# advice



## dlpjr (Nov 27, 2006)

I just joined this website so I hope im not abusing my privilege. As i said in other posts im starting class at LCB in Jan. I want to work during this time in the industry. What are my best bets as far as someone who has no restaurant experience but is totally committed to doing whatever it takes. My thought was to throw myself at the feet at the good restaurants in my area and tell them i will do anything. What do you guys think?


----------



## misno (Nov 30, 2006)

It certainly couldn't hurt. If you appear earnest enough, and plan a well timed meeting with the Chef, I'm sure you would get taken on in some capacity. ****, throwing yourself at the mercy of a restaurant is basically how we all got started. I personally threw myself under Red Lobster's dish machine back in 1989. :lol:


----------



## egg_benidict (Dec 1, 2006)

I went to school once, now I have a place on prime time TV.


----------



## ras1187 (Oct 3, 2006)

Apply everywhere, if nobody calls in a month, do it again.

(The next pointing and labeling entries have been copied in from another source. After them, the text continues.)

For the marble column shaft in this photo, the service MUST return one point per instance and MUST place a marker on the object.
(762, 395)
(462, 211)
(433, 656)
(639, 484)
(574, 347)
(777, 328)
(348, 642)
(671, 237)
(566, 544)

When I was seeking my first kitchen job... I spent quite some time putting together my resume, then spent about 5 straight days applying, covering a different part of the city on each day. I was discouraged when job interviews were cancelled because somebody older/more qualified got the job. After I was beginning to think all hope was lost, I was called in for an interview with T.G.I.Friday's about an opening line cook position 4 months after I had applied with them. I took it, and all has been good since then.

The worst thing that anybody can tell you is "No", so don't hold back. Put together a nice resume, dress yourself up nicely, be polite, and impress that potential employer.


----------



## misno (Nov 30, 2006)

Is that in FRONT of the TV? :lol:


----------



## jayme (Sep 5, 2006)

Dlp-
You are probably working by now, but if not.... some folks get their start by doing an internship/volunteer work in a restaurant- 1 or 2 days a week for a few weeks- unless you need a full time to pay the rent, then obviously that wouldn't work. Give us and update... did you find a job?


----------